J.P. : La formule "Frère, t'as pas envie de te refaire" qui résonne dans le refrain et la pochette du single évoque le monde du jeu et de Las Vegas... quel message avez-vous voulu faire passer ?
S. : "Se refaire" dans le jargon du jeu est le terme utilisé pour la renaissance... En effet, j'ai choisi délibérément de reprendre les codes verbaux et graphiques de ce qui semble aujourd'hui pour un grand nombre de gens être le symbole de la réussite et du succès. Après avoir été "défait", le but est de se "refaire". Mais, hélas, malgré les lumières attirantes, les sons des pièces qui s'entrechoquent en tombant d'un jackpot et les poussées d'adrénaline, les plus grands comme les petits joueurs savent bien que ce monde est finalement un leurre, même si pour eux, il est difficile de l'admettre car c'est une remise en question totale et douloureuse de leur expérience, de leurs faits et gestes passés et de leur éducation.
J'ai donc utilisé ces mots et visuels avec dérision pour d'une part sensibiliser les jeunes avec une approche qui leur est familière et pour tenter de leur faire comprendre que la finalité de tout cela n'est que perdition s'ils ne se ressaisissent pas. La Torah nous enseigne qu'il n'est jamais trop tard et que le repentir lorsqu'il est sincère a le pouvoir de transformer les fautes passées en bienfaits, c'est donc finalement la seule et unique "martingale" pour "se refaire" réellement.
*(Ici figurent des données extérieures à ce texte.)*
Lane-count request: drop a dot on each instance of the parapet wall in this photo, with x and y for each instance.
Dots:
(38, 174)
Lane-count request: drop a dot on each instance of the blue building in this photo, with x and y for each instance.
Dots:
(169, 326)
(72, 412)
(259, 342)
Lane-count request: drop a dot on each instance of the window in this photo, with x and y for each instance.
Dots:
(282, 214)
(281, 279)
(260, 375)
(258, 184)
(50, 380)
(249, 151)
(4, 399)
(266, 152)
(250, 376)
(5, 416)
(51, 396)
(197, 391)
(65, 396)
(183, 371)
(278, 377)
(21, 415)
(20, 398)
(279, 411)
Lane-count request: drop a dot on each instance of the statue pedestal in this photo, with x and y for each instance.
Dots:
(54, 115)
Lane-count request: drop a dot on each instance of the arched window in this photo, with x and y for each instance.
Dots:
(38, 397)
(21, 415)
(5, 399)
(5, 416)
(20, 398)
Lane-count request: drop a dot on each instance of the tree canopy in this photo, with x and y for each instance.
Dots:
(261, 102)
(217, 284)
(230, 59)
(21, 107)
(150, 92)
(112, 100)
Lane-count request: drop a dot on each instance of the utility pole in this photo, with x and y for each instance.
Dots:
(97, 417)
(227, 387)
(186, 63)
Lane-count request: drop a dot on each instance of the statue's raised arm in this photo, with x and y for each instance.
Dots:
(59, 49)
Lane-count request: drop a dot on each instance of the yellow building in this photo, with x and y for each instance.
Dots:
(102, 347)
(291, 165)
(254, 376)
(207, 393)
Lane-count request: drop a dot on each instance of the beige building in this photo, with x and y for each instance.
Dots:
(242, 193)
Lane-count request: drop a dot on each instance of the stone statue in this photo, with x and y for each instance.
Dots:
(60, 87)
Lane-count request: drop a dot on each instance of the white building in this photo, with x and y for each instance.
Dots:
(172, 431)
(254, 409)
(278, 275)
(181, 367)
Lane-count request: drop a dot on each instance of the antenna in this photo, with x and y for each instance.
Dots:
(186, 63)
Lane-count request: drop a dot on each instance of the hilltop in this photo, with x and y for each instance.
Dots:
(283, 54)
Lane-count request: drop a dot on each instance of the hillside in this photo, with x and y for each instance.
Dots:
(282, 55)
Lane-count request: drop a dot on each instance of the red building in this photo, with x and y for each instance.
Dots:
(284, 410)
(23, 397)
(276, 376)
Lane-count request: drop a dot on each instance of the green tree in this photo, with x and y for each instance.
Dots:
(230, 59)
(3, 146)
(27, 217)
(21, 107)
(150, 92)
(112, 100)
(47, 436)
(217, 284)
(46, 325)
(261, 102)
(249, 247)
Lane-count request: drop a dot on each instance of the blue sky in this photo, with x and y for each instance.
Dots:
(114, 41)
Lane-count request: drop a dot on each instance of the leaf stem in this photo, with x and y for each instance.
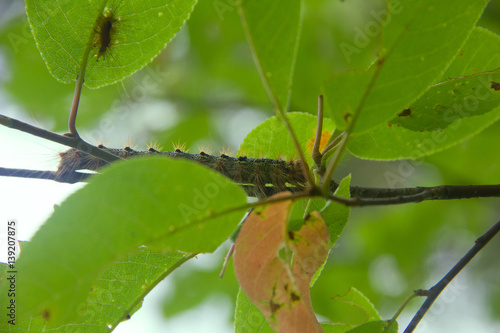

J.P. : Le titre fait-il référence au Hassidisme, qui prône la fraternité ?
S. : Les Sages du Talmud enseignent que "tous les enfants d'Israël partagent une responsabilité collective" et l'assurance nous est donc donnée qu'en prenant la ferme décision de vivre sur la base de cette responsabilité qui, du reste, n'a pas d'alternative, on ouvre des canaux nouveaux, permettant à l'homme de se raffiner au plus haut point. Lorsque les Juifs mettent en pratique, d'une manière positive, ce principe de responsabilité collective, ils constituent, de fait, un seul et même organisme, une famille, et même les autres peuples ne sont plus en mesure de lui donner une dimension négative.
J.P. : Comment est ce que vous vous situez par rapport à la musique de Matisyahou, auquel on vous compare souvent ?
S. : Matisyahou est un artiste que je respecte. Il a su apporter au plus grand nombre des messages de Torah à travers sa musique (le reggae), en un sens donc, nous sommes complémentaires car notre objectif est commun et seuls nos courants musicaux divergent quelque peu.
J.P. : Vous êtes un artiste complet. Vous êtes rappeur mais également designer... Ces deux activités se rejoignent-elles au quotidien ?
S. : Voltaire disait que "Tous les arts sont frères, chacun apporte une lumière aux autres". Le design me permet d'avoir une approche globale et très visuelle de la conception musicale, ce qui m'aide à anticiper les tendances et remettre au goût du jour celles que l'on a oubliées. Enrichir les sonorités en leur associant des formes et des couleurs est un phénomène inconscient qui m'accompagne depuis toujours. C'est pour moi indissociable.
J.P. : Est-ce qu'un rap qui n'est ni vulgaire ni violent reste du rap ?
S. : Le rap est une discipline contestataire du hip-hop, qui lui à la base est un mouvement d'unité, d'amour et de joie, j'aime n'en retenir que cela. Après l'écoute d'un morceau, l'énergie dégagée doit pénétrer notre âme divine et pas seulement l'âme animale. Il est déplorable que ce courant musical ait hérité de cette mauvaise étiquette, j'espère, avec d'autres artistes, inverser cette tendance.